Reading the dialogue reminded me once again of the importance of vocabulary, particularly in technical fields where clear, precise communication is an operational imperative rather than merely a creative expression or embellishment. While it may seem academic, mutual agreement on the use of these critical terms serves as the basis for communication in computer forensics. The more clearly defined our language is, the more effective and efficient our communications will be. Even in the first-person, definitions carry great significance, influencing no less than the very way that we think. As George Orwell said, if thought corrupts language, language can also corrupt thought. This feedback loop cannot be overstated - clarity in language will influence a deeper clarity of thought.
Insofar as our fields of study are concerned, largely in their infancy with respect to other scientific fields, disambiguation of terminology is a significant challenge. Various leading texts provide differing and sometimes conflicting word definitions & usage - even with basics such as what an 'incident' is.

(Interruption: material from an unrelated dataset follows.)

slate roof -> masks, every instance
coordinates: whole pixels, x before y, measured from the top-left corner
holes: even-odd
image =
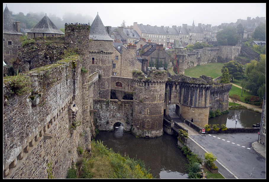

Media coverage of security compromises often overlooks the significant differences between CNA ("taking out the DNS infrastructure") and CNE ("industrial espionage"). Our vendors are not exactly helping the situation either - as a high-profile example, see Microsoft's Threat Modeling, which is really risk modeling. It is easy to see that we, as professionals in our young field, wield great power in shaping the future through contributions to our common language where it is still unclear or improperly used. I encourage readers to participate in these discussions whenever they arise. Diversity in opinion and vigorous dialogue are necessary to solve these foundational problems and mature our industry.
As to the definition of the word evidence, I'll leave that to a better discussion forum than a blog.